Lauren Smith, NCNW Vice President, gave a history lesson on Colorism and its effects on the African-American community.

In her presentation, Smith travelled back to times of slavery, when, she said, light-skin slaves were often given better treatment than darker skin slaves and from there on there has been a divide in the African-American community among dark-skin and light-skin black people. According to the testimonies of the participants, Williams and Smith, this type of separation has continued today as many black people still tend to separate themselves by skin tone whether on social media or in everyday life.  

Smith said the purpose of the discussion was to draw attention to the issues of colorism in the African-American community, where it originated from and its impact on the African-American community.

“The Shades of it All” program was intended to focus on the issues of colorism within the African-American community,” she said. “We wanted to create an engaging conversation that combined the tongue-and-cheek aspect contributed by social media, the realistic experiences of everyday life, as well as the sociology & history behind colorism.” 

Williams said another purpose of the discussion was to reveal and explain the roots of colorism.

“The purpose of the event was to shine a light on colorism and how African-Americans are affected by the issue through social media and their everyday life,” she said.

“I feel as though the attendees developed a more realistic concept of what colorism and how it has the ability to impact people on a micro & macro level.
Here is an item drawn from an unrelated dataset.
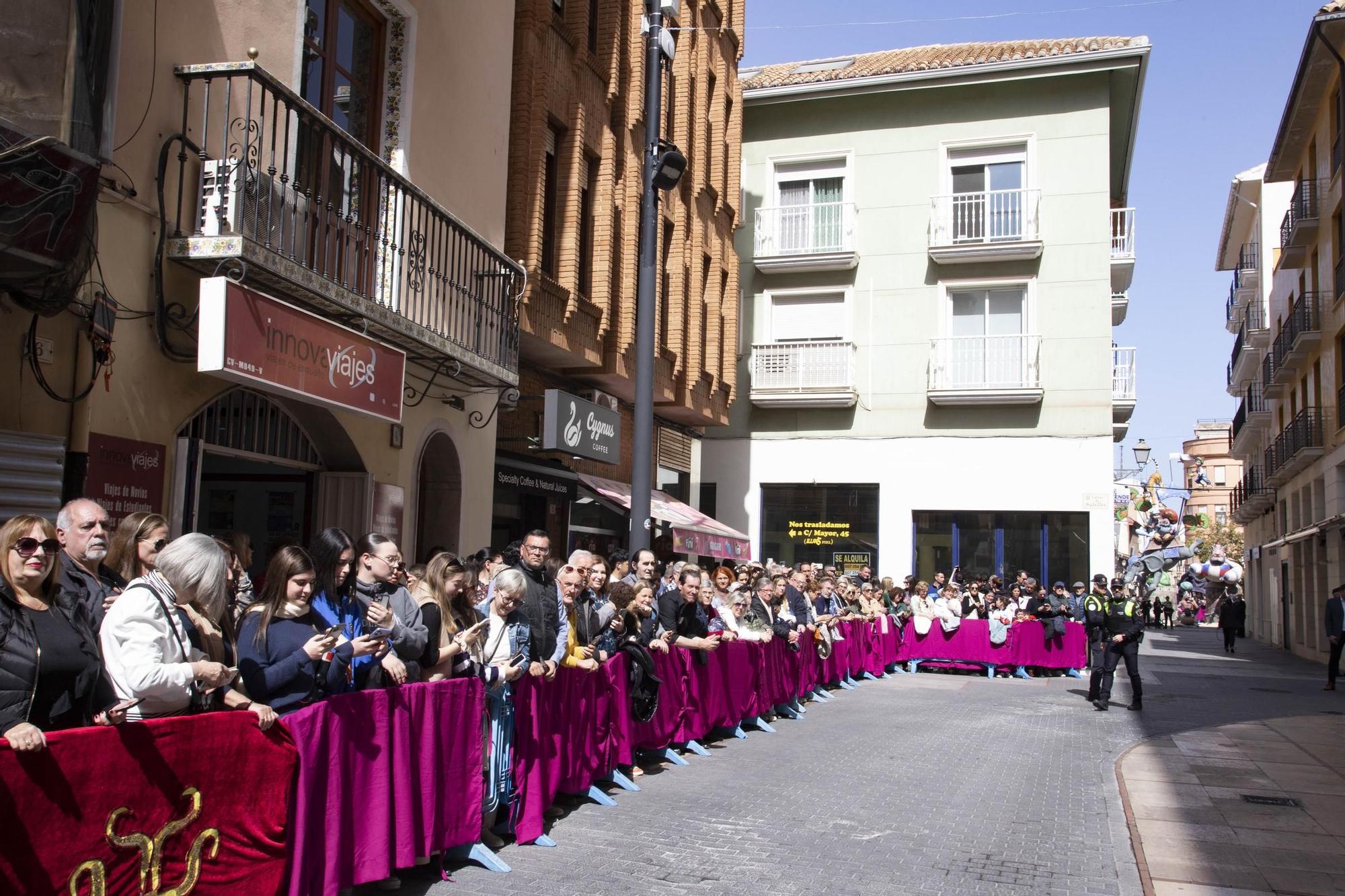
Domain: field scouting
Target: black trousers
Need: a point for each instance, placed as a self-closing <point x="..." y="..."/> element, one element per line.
<point x="1101" y="680"/>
This program shed a light on a topic that is not frequently addressed. Now that the issue is on the table, it has become everyone’s duty to create a safe space for equality to thrive,” Smith said.

Maritza Pullum, a Georgia State student, said she found the discussion important because it addresses issues “already occurring in the black community”.

“It really opened my eyes a whole lot more to what dark-skinned, light-skinned, and mixed people of color go through. Hearing different stories and testimonies from others really helped me better understand what others go through, even if you haven’t been directly impacted yourself. I really hope CGR and NCNW host more events like this where we can really have an open discussion about issues in the black community and how we as college students can be the change,” she said.